Page 1 of 1

Use of Hashfiles in a parallel job

Posted: Fri Jul 13, 2007 9:19 am
by avenki77
Hi All,

I am developing a parallel job which need to perform a lookup on a huge database table. The lookup involves 2 key columns and 1 data column (about 30 bytes in total) and about 10 million rows?

What kind of lookup mechanism is advisable for this job? How can I decide whether to use a ODBC lookup stage or a hashfile in this job?

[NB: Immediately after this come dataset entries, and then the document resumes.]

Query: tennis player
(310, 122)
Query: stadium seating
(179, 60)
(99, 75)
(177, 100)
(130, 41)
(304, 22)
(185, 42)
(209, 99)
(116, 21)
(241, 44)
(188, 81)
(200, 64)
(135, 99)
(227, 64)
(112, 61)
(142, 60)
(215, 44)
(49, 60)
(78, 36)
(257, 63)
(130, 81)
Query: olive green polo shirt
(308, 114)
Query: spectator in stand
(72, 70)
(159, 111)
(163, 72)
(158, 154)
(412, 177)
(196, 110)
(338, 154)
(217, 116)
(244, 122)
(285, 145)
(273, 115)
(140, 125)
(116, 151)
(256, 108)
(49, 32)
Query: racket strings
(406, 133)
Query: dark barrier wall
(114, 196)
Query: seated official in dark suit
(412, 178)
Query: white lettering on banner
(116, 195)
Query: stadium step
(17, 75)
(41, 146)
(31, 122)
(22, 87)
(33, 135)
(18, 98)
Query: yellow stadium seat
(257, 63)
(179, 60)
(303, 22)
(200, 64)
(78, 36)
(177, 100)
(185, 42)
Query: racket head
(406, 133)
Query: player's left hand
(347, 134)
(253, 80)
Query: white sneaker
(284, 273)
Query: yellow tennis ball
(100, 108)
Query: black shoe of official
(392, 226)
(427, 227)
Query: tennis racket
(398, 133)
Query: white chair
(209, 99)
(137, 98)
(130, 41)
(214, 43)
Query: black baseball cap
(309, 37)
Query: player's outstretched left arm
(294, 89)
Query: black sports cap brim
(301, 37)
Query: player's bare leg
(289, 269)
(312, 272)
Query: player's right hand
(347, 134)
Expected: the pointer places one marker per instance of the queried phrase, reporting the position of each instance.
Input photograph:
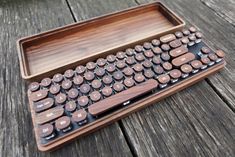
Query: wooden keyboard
(93, 95)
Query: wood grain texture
(22, 18)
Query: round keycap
(101, 62)
(111, 58)
(73, 93)
(158, 69)
(118, 87)
(66, 84)
(147, 64)
(130, 60)
(196, 64)
(89, 75)
(96, 84)
(69, 73)
(165, 47)
(70, 106)
(155, 42)
(95, 96)
(129, 82)
(79, 116)
(138, 67)
(60, 98)
(175, 74)
(34, 86)
(45, 130)
(128, 71)
(186, 68)
(148, 73)
(118, 75)
(57, 78)
(54, 89)
(83, 101)
(120, 55)
(107, 79)
(46, 82)
(110, 68)
(139, 78)
(80, 69)
(167, 66)
(106, 91)
(100, 72)
(62, 123)
(121, 64)
(90, 65)
(139, 57)
(78, 80)
(85, 88)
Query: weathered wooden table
(198, 121)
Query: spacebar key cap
(119, 98)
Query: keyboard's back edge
(122, 112)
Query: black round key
(46, 82)
(83, 101)
(186, 32)
(121, 64)
(157, 50)
(130, 60)
(147, 45)
(158, 69)
(60, 98)
(95, 96)
(179, 34)
(66, 84)
(110, 68)
(139, 57)
(148, 54)
(90, 65)
(57, 78)
(78, 80)
(138, 67)
(85, 88)
(107, 79)
(147, 64)
(70, 106)
(96, 84)
(80, 69)
(107, 91)
(155, 42)
(34, 86)
(73, 93)
(69, 73)
(128, 71)
(45, 130)
(138, 48)
(129, 82)
(100, 72)
(118, 87)
(117, 75)
(89, 76)
(54, 89)
(165, 47)
(139, 78)
(120, 55)
(156, 60)
(111, 58)
(165, 56)
(148, 73)
(101, 62)
(130, 52)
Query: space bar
(119, 98)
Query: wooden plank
(21, 18)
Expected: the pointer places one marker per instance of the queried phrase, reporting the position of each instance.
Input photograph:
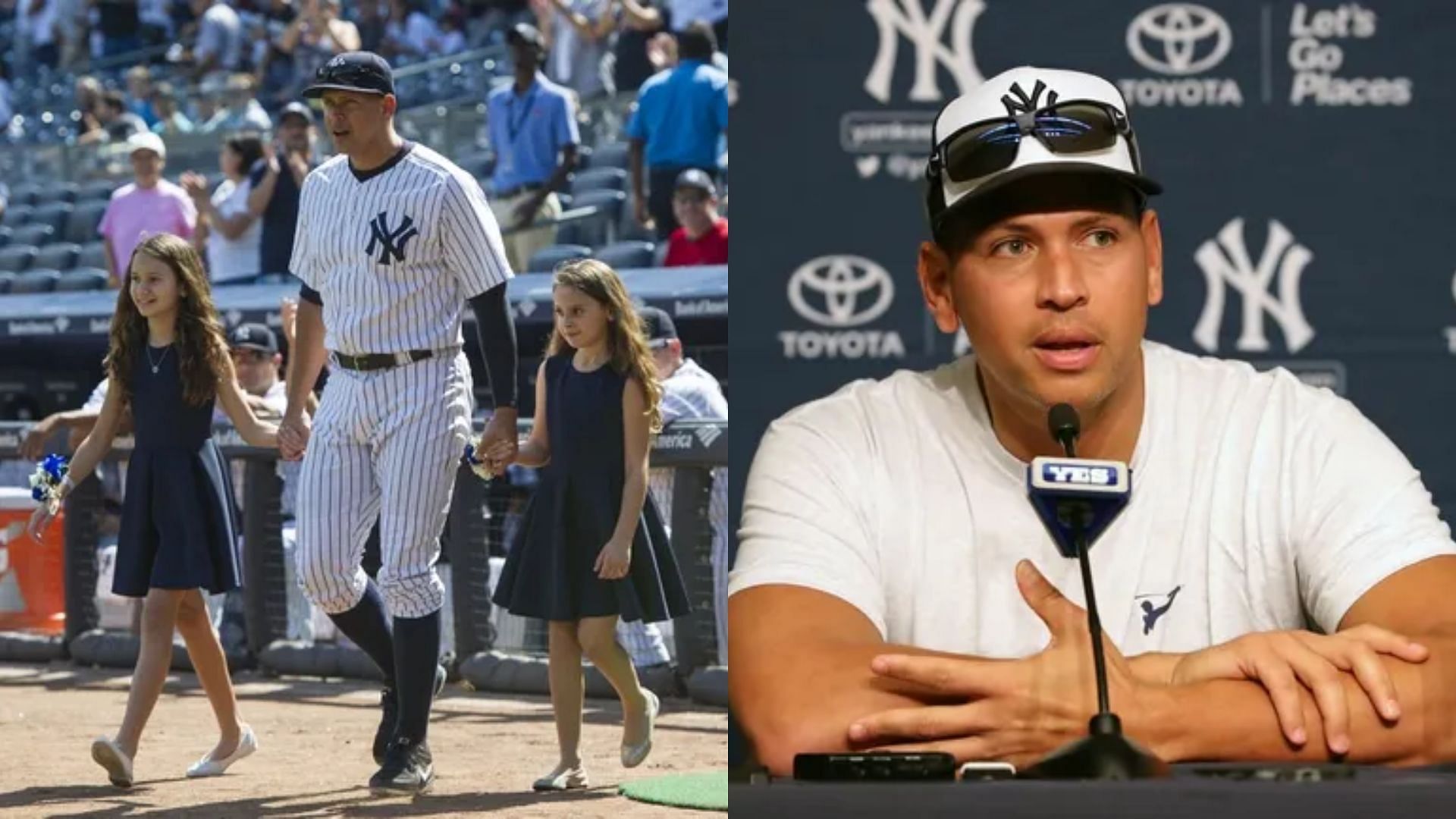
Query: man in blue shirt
(680, 117)
(535, 136)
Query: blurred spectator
(117, 124)
(88, 102)
(370, 24)
(712, 12)
(704, 235)
(242, 112)
(38, 27)
(275, 183)
(410, 30)
(169, 118)
(218, 38)
(577, 34)
(226, 229)
(139, 93)
(150, 205)
(680, 117)
(118, 24)
(535, 136)
(691, 392)
(315, 37)
(635, 20)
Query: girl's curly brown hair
(201, 346)
(626, 343)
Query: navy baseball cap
(657, 325)
(254, 337)
(353, 71)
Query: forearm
(832, 689)
(1235, 719)
(634, 494)
(308, 356)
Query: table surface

Also, first of all, can hashfiles be used in parallel jobs in datastage or is it not advisable/available?

Thanks in advance
Venkatesh

Re: Use of Hashfiles in a parallel job

Posted: Fri Jul 13, 2007 9:57 am
by chulett
avenki77 wrote:Also, first of all, can hashfiles be used in parallel jobs in datastage or is it not advisable/available?
First of all, can they be used? Technically yes, in a Server Shared Container. Should they be used? No.

You've still got your Server Thinking Cap on. It needs to go back in the closet and you need to approach these problems with a different mindset. There are specific 'lookup' stages in PX you should be using - Join, Merge, Lookup - all of which are discussed in the Parallel Job Developer's Guide pdf.

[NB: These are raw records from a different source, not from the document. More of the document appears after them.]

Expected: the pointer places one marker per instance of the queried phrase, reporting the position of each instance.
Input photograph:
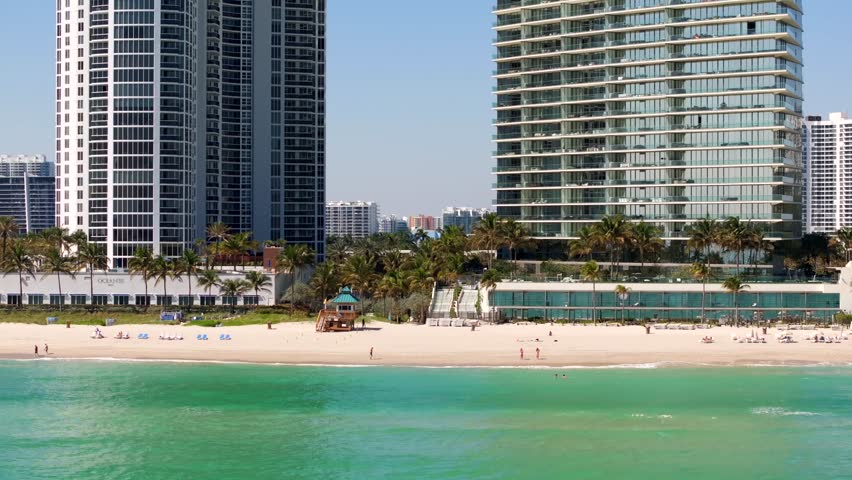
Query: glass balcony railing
(601, 165)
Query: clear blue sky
(409, 93)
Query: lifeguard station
(339, 313)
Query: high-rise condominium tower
(174, 114)
(828, 173)
(664, 111)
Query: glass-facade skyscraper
(174, 114)
(664, 111)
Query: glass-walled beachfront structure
(663, 306)
(665, 111)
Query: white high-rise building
(392, 224)
(174, 114)
(355, 219)
(828, 173)
(462, 217)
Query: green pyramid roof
(345, 296)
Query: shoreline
(635, 366)
(418, 346)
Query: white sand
(298, 343)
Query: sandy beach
(416, 345)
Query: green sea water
(113, 420)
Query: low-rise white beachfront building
(122, 288)
(571, 300)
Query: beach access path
(419, 345)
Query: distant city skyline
(409, 129)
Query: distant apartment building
(422, 222)
(462, 217)
(663, 111)
(355, 219)
(392, 224)
(27, 191)
(828, 173)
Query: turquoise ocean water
(112, 420)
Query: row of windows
(121, 299)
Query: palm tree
(189, 264)
(291, 259)
(516, 236)
(703, 234)
(325, 279)
(392, 286)
(233, 288)
(488, 235)
(359, 273)
(701, 271)
(142, 263)
(734, 236)
(584, 245)
(19, 260)
(591, 272)
(792, 265)
(258, 282)
(8, 229)
(55, 262)
(734, 285)
(93, 257)
(489, 280)
(614, 233)
(843, 239)
(646, 239)
(622, 293)
(208, 279)
(218, 232)
(161, 269)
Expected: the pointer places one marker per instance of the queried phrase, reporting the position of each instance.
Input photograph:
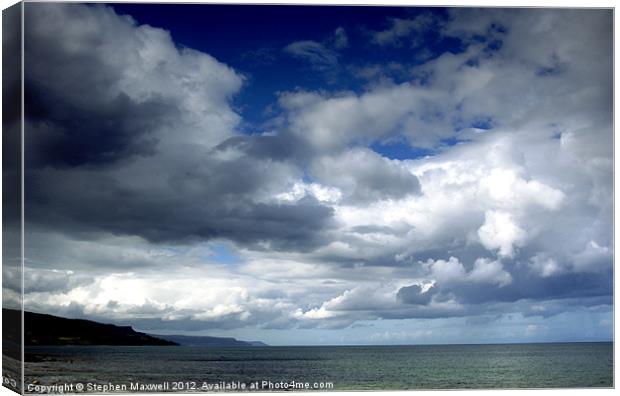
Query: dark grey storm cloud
(85, 130)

Posted: Fri Jul 13, 2007 3:31 pm
by ray.wurlod
There is no such thing as a hash file in DataStage. A hashed file is a popular way to store lookup reference data in server jobs. They should not be used in parallel jobs, as to do so will thwart the automatic scaling capability of these jobs.

Stop thinking like a server job developer and investigate parallel alternatives such Lookup File Sets or normal lookups via a Lookup stage. Or Join stage or Merge stage where appropriate.